Juan Antonio Mercadal (February 12, 1925, in Guanabacoa, Havana, Cuba – January 21, 1998, in Miami, United States) was a Cuban guitarist.

==Academic background==
Juan Antonio Mercadal began to play the guitar at a very young age and received his first formal training from his own father, guitarist Juan Ramón Mercadal. At a later time, he continued studying with Maestro Severino López, professor of his father, and after graduating from High School at 16 in 1940, he became a professional concert performer and worked at the same time for Braniff Airways with the purpose of supplementing his income.
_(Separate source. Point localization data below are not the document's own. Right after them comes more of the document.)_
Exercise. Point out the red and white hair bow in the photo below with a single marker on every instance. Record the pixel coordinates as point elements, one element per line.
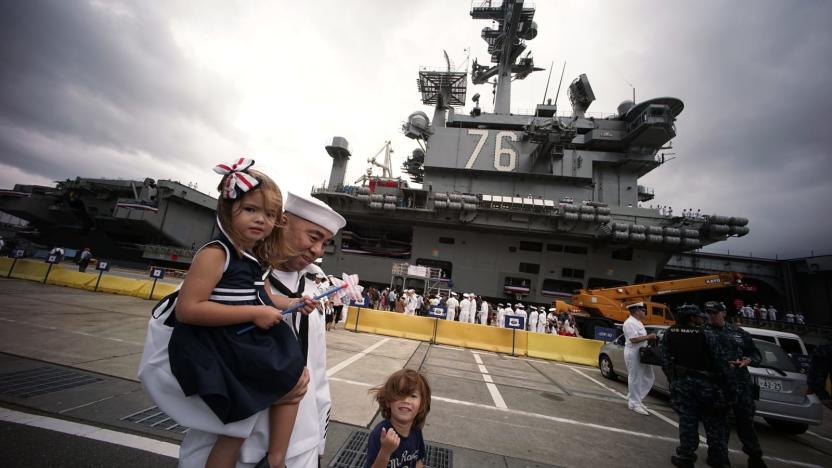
<point>237,181</point>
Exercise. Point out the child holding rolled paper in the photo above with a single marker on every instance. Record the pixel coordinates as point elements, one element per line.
<point>235,374</point>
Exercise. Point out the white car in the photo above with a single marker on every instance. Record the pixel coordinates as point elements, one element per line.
<point>786,403</point>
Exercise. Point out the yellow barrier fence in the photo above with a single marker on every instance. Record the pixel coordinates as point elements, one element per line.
<point>393,324</point>
<point>564,348</point>
<point>64,275</point>
<point>478,336</point>
<point>475,336</point>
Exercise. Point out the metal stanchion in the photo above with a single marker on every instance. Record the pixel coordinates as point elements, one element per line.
<point>17,254</point>
<point>156,274</point>
<point>51,260</point>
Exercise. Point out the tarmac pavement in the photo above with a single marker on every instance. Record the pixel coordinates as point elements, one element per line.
<point>487,409</point>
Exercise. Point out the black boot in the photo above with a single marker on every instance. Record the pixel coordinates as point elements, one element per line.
<point>756,462</point>
<point>682,462</point>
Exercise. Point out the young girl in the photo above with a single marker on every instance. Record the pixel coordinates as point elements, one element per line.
<point>238,374</point>
<point>397,441</point>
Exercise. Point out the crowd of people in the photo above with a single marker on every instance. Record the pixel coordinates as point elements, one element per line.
<point>472,308</point>
<point>705,359</point>
<point>760,312</point>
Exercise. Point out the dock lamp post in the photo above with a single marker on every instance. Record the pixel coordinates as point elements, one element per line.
<point>51,260</point>
<point>101,266</point>
<point>514,322</point>
<point>156,274</point>
<point>437,313</point>
<point>17,254</point>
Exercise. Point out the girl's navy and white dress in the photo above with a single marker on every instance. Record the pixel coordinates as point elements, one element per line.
<point>212,378</point>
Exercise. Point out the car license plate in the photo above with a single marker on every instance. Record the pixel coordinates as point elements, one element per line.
<point>772,385</point>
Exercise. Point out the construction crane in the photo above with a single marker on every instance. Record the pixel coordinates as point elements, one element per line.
<point>386,166</point>
<point>610,304</point>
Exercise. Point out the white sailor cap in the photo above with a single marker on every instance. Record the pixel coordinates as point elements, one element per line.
<point>315,211</point>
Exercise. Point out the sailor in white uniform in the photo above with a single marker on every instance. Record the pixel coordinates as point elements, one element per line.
<point>520,311</point>
<point>484,313</point>
<point>311,225</point>
<point>464,308</point>
<point>452,304</point>
<point>533,316</point>
<point>639,376</point>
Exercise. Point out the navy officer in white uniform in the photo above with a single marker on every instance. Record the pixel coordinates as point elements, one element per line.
<point>311,225</point>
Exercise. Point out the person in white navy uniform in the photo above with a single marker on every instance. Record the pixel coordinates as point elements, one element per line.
<point>452,305</point>
<point>534,315</point>
<point>640,376</point>
<point>464,308</point>
<point>311,225</point>
<point>484,313</point>
<point>520,311</point>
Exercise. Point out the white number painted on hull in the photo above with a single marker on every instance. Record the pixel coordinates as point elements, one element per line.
<point>499,150</point>
<point>483,134</point>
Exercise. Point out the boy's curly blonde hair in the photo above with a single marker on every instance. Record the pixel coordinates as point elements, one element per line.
<point>399,385</point>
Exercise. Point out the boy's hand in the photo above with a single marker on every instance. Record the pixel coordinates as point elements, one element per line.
<point>266,317</point>
<point>389,440</point>
<point>309,304</point>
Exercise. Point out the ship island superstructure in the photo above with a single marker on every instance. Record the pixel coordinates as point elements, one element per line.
<point>526,207</point>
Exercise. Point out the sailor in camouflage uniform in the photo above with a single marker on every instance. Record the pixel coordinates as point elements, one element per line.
<point>701,386</point>
<point>743,354</point>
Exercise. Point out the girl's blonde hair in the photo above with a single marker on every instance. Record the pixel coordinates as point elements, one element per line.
<point>274,245</point>
<point>399,385</point>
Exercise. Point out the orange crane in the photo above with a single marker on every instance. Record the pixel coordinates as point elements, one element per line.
<point>611,303</point>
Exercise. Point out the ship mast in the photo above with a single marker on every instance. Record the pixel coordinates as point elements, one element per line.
<point>505,44</point>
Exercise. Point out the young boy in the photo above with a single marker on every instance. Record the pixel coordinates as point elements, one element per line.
<point>397,441</point>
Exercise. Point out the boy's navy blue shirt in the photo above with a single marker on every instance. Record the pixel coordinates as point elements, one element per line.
<point>410,450</point>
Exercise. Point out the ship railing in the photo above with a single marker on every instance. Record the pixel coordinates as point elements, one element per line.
<point>563,114</point>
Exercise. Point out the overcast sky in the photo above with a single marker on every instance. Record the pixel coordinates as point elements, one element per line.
<point>168,89</point>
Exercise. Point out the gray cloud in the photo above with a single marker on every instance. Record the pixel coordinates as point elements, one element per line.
<point>108,90</point>
<point>85,88</point>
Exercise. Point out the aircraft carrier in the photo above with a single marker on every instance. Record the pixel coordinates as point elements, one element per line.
<point>527,207</point>
<point>135,221</point>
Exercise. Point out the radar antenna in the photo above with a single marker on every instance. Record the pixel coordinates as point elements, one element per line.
<point>505,44</point>
<point>386,166</point>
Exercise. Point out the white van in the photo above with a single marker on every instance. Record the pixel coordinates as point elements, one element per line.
<point>791,343</point>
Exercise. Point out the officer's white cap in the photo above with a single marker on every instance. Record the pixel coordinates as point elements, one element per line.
<point>315,211</point>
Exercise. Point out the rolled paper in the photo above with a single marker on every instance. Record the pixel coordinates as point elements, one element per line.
<point>300,305</point>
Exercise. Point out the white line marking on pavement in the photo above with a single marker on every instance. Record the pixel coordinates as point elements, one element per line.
<point>91,432</point>
<point>701,438</point>
<point>489,383</point>
<point>74,332</point>
<point>819,436</point>
<point>555,419</point>
<point>351,382</point>
<point>341,365</point>
<point>654,413</point>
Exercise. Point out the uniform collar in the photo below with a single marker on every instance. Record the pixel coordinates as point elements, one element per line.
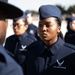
<point>22,36</point>
<point>54,48</point>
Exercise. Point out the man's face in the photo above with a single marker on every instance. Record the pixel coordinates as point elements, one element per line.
<point>48,29</point>
<point>19,27</point>
<point>3,27</point>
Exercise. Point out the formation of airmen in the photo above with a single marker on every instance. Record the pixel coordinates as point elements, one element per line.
<point>35,50</point>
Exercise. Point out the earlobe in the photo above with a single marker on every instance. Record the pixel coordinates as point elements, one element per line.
<point>59,29</point>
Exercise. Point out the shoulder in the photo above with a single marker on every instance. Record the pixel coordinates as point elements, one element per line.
<point>11,37</point>
<point>31,37</point>
<point>69,46</point>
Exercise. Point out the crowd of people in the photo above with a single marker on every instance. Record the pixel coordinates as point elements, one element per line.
<point>35,50</point>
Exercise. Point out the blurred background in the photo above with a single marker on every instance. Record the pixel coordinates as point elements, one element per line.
<point>66,6</point>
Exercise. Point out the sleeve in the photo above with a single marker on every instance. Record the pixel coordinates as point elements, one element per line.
<point>10,69</point>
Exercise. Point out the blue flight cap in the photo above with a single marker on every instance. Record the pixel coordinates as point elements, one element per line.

Mercadal also studied clarinet and french horn at Conservatorio Mateu in Guanabacoa, and participated as a French horn player in the concerts of the Havana Symphony Orchestra.

==Career==
On April 27, 1940, Juan Antonio Mercadal participated in the inauguration concert of the Guitar Society of Cuba, founded by professor Clara Romero de Nicola where he played the "Fandanguillo" from Joaquín Turina and the "Variations on a Theme" by Wolfgang Amadeus Mozart from Fernando Sor. On July 31 he performed a program at the same institution that included the "Courante and Gavota" by Johann Sebastian Bach and the Fernando Sor Variations.
Between years 1942 and 1943, Juan Antonio Mercadal offered concerts in the Hispanic-Cuban Cultural Institution (Institución Hispano-Cubana de Cultura) where he performed programs including pieces that comprised the most important styles from the 18th to the 20th Centuries. In 1944 he presented at Club Atenas a program that included pieces by Haendel, Bach, Beethoven, Tárrrega, Albéniz, Moreno Torroba, Turina, Sor, Mozart and Chopin.
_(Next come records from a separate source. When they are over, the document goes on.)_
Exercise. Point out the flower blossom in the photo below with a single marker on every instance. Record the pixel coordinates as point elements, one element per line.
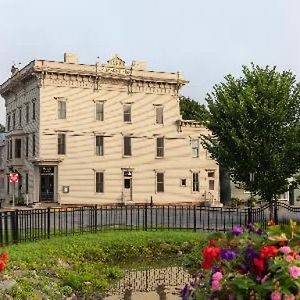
<point>285,249</point>
<point>276,296</point>
<point>237,230</point>
<point>217,276</point>
<point>294,271</point>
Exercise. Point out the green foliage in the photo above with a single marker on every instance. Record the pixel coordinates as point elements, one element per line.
<point>88,264</point>
<point>191,109</point>
<point>255,128</point>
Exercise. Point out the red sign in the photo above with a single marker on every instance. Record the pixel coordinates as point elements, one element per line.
<point>13,177</point>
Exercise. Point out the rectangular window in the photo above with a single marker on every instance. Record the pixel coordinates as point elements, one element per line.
<point>20,117</point>
<point>61,142</point>
<point>10,149</point>
<point>18,146</point>
<point>100,111</point>
<point>8,122</point>
<point>62,109</point>
<point>26,183</point>
<point>26,146</point>
<point>27,112</point>
<point>160,185</point>
<point>99,182</point>
<point>127,112</point>
<point>7,184</point>
<point>195,148</point>
<point>127,146</point>
<point>7,150</point>
<point>33,145</point>
<point>14,120</point>
<point>195,182</point>
<point>99,145</point>
<point>160,147</point>
<point>33,110</point>
<point>159,114</point>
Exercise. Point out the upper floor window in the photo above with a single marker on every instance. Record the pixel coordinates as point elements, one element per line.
<point>211,180</point>
<point>160,147</point>
<point>61,143</point>
<point>195,182</point>
<point>62,109</point>
<point>33,145</point>
<point>18,146</point>
<point>20,116</point>
<point>14,119</point>
<point>127,146</point>
<point>160,182</point>
<point>127,112</point>
<point>26,146</point>
<point>100,111</point>
<point>99,145</point>
<point>27,112</point>
<point>159,111</point>
<point>8,122</point>
<point>195,148</point>
<point>33,110</point>
<point>99,182</point>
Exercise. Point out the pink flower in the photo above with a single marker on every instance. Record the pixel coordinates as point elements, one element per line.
<point>276,296</point>
<point>216,286</point>
<point>217,276</point>
<point>289,258</point>
<point>290,297</point>
<point>285,249</point>
<point>294,271</point>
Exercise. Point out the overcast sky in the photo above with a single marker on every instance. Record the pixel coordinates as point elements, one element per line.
<point>205,40</point>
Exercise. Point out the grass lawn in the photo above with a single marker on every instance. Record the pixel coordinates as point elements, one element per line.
<point>87,264</point>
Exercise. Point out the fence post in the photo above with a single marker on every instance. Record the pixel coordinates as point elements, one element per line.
<point>146,215</point>
<point>275,212</point>
<point>48,222</point>
<point>95,218</point>
<point>14,226</point>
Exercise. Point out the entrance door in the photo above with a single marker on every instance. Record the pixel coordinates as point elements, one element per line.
<point>47,184</point>
<point>127,186</point>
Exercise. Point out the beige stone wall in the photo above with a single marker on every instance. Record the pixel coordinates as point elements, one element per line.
<point>78,166</point>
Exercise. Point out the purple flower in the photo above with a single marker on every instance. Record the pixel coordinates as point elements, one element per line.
<point>259,231</point>
<point>185,292</point>
<point>250,253</point>
<point>228,254</point>
<point>250,227</point>
<point>237,230</point>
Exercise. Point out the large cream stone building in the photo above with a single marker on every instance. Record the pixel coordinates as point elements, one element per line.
<point>103,134</point>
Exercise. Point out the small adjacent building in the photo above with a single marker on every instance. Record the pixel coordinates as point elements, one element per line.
<point>81,134</point>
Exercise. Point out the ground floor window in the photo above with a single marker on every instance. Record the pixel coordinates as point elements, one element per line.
<point>99,182</point>
<point>160,184</point>
<point>195,182</point>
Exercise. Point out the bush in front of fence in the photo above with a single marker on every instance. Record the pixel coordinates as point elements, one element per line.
<point>249,264</point>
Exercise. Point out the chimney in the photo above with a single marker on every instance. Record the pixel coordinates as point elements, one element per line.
<point>139,65</point>
<point>70,58</point>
In 1944, Mercadal offered a weekly program at Radio Station CMBZ which belonged to the Education Ministry, where he shared time with Cuban pianist Alberto Bolet. At the same time, he worked as a professor of guitar in the Alfredo Levy Conservatory and the Methodist School of Havana.

Juan Antonio Mercadal worked on numerous transcriptions of pieces for the guitar that included the "Sarabande" by George Frideric Haendel, "Orgía" by Joaquín Turina, "Rondino" by Fritz Kreisler and "Aires Bohemios" from Pablo Sarasate, among others.

During his first trip outside Cuba in 1951, Juan Mercadal paid a visit to composer Heitor Villa-Lobos in Brazil, which gave him the scores of his Twelve Studies for Guitar and his Concert for Guitar and Orchestra to play. At that time he also had the opportunity to visit composer and pianist Radamés Gnatalli, who dedicated his "Concert for Guitar and Orchestra" to him.

After returning to Cuba in 1954, he performed the music of the Cuban film "Casta de Robles", from composer and conductor Félix Guerrero and participated in several TV shows.

In 1960, Juan Antonio Mercadal established his residence, together with his family, in Miami, Florida, United States, and in 1962 he founded one of the first classical guitar programs in an important university within the US, the University of Miami.

During the last years of his life, Mercadal offered approximately ten concerts per year and recorded an album of pieces for the guitar that was released after his death in 1998. After his passing, he left his wife, three kids, and nine grandchildren who are still living healthy lives.